Un hombre mayor anotó mi nombre y apellidos auténticos, así como la dirección de mis amigos en Suiza y en Francia, «para avisarlos en caso de desgracia», y me recomendó que me proveyera, a ser posible, de calzado de montaña, de medias tupidas y de una linterna. Luego me indicó una dirección en un barrio de las afueras. Debía dirigirme allí esa misma noche, a las ocho, para recibir las instrucciones pertinentes.
A la hora señalada me presenté en una villa donde me recibió un hombre de unos cuarenta y tantos años, de aspecto decidido y enérgico. Examinó mis papeles, los verdaderos y los falsos, así como mi visado suizo. Le di la cantidad estipulada para el pasador. Me dio las últimas indicaciones.

 

Yo debía estar a las ocho de la mañana en la puerta de la estación. Tenía que seguir a un joven vestido con un mono de obrero, quien llevaría, como signo distintivo, un pan. Nosotros acudimos a la cita a la hora establecida y, en efecto, apoyado despreocupadamente en la verja de la entrada, vimos a un obrero con un extravagante pan bajo el brazo. Digo «nosotros» porque Letellier me siguió acompañando hasta el último momento.

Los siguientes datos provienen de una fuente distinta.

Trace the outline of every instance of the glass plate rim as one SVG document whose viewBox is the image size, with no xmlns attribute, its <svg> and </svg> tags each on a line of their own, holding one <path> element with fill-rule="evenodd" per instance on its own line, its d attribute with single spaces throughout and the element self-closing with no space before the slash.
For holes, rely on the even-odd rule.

El obrero subió al tren en dirección a Annemasse. Nosotros nos ubicamos en el mismo vagón, pero en un compartimento cercano.
En cada parada vigilábamos el andén por si nuestro cicerone hubiera bajado, lo que terminó haciendo varias estaciones después.
Abandonamos el tren. El obrero salió de la estación y nosotros hicimos lo mismo. Al cabo de un cuarto de hora de camino, vimos a nuestro hombre pasar al lado derecho de la carretera. Dos chicas y un chico, ataviados con los bártulos propios de los alpinistas, se pusieron en el mismo lado. Avanzábamos todos así, a relativa distancia unos de otros. Finalmente, nuestro guía se detuvo frente a un albergue, encendió un cigarrillo y entró. Los jóvenes dejaron atrás la casa, la rodearon y desaparecieron por una puerta que daba a un patio.
Nosotros continuamos un trecho más del camino, como si dudáramos entre el restaurante que estaba un poco más lejos y el albergue. Después, entramos también.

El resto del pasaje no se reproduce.